Is kids whining a cross-cultural phenomenon?
September 13, 2017 6:11 AM   Subscribe

Is whining from young kids cross-cultural? I'm speaking specifically of any sort of wheedling, high pitched speaking designed to express negative emotion and desire at the same time. If it is, what are the theories for why young children do this as opposed to communicate in some other way? For reference, my kids are American English speakers who whine like it's their job.
posted by OmieWise to Human Relations (31 answers total) 6 users marked this as a favorite
 
My kids are Canadian and they very rarely whine (they are 12 and 6).

I attribute this to three things:
1. The kids at their daycare generally didn't. I'm assuming this is mostly luck.
2. My husband and I don't whine, and we also are pretty hard core about tone of voice in our house...which I expect is about to blow up in our faces during adolescence :). We will stop family fun/events/etc (within reason, not like, child's own party) to discuss tone. This is mostly because I'm very sensitive to sound and so it's part of our day to modulate volume, etc.
3. When my kids ask for things directly we respond as quickly and positively as we can so they don't have to keep asking. I don't mean this in a smarmy way; during morning rush I can be focused on backpacks and miss someone asking me about pizza lunch so easily.

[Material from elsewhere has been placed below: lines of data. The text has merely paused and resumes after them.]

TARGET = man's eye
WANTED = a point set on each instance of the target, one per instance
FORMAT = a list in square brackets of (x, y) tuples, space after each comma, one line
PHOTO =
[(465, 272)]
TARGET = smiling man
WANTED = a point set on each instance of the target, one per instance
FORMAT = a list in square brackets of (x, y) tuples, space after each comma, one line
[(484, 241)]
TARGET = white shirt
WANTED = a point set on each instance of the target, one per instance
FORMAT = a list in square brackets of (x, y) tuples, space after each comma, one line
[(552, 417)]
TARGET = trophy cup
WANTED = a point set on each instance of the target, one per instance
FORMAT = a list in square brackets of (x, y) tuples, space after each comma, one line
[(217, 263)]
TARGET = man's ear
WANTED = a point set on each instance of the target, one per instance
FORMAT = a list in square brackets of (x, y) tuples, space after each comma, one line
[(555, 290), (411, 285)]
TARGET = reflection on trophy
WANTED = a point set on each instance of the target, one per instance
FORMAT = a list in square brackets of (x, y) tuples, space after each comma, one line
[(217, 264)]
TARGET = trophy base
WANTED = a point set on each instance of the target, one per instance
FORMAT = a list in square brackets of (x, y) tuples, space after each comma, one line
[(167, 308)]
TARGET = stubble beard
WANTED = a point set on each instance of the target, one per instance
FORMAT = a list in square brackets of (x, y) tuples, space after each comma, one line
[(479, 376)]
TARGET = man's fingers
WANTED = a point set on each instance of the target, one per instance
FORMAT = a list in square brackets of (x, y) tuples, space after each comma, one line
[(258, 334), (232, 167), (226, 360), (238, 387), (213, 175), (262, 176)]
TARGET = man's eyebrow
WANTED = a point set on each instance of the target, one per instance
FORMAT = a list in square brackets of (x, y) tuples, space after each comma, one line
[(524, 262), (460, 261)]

I was thinking about our media choices but both my kids loved Caillou so...huh.
posted by warriorqueen at 6:32 AM on September 13, 2017 [2 favorites]


It seems some children whine in any culture, but of course not all children whine. When children whine a lot, it's most likely because they've found it to be effective. Whining is generally a juvenile thing.

Here's some science that gets a bit into the proposed (near)-universal nature of children whining, drawing comparisons to motherese.

We discovered not only that participants find whining speech more annoying than other forms of speech, but that it shares the salient acoustic characteristics found in motherese, namely increased pitch, slowed production, and exaggerated pitch contours. We think that this relationship is not random but may reflect the fact that the two forms of vocalization are the result of a similar accommodation to a universal human auditory sensitivity to the prosody of both forms of speech.


A bit more science on the acoustics of yelling vs. whining, and what they can imply about emotional state here. Finally here is some psychological research hinting at potential positives of this "negative" behavior.
posted by SaltySalticid at 6:39 AM on September 13, 2017 [13 favorites]


I don't think I ever whined as a kid (can't be sure, of course), but I have caught myself, as an adult, picking up a whiny tone from someone else. So, anecdotally, I think it is transmissible.
posted by amtho at 6:39 AM on September 13, 2017


Yegads, I'd be horrified if my kids did that.
They may have tried once or twice and my answer was always a sharp "whining doesn't work on me."
If they ask for something more than once consecutively I also get pretty shirty.

So my kids' M.O. is to hedge a bit. "Mom, this is really nice, maybe we can get this...for Christmas." And then we'll talk about how nice that thing is, and sometimes I'll buy it now, sometimes for Christmas if they still want it ("because it's expensive") and sometimes not at all.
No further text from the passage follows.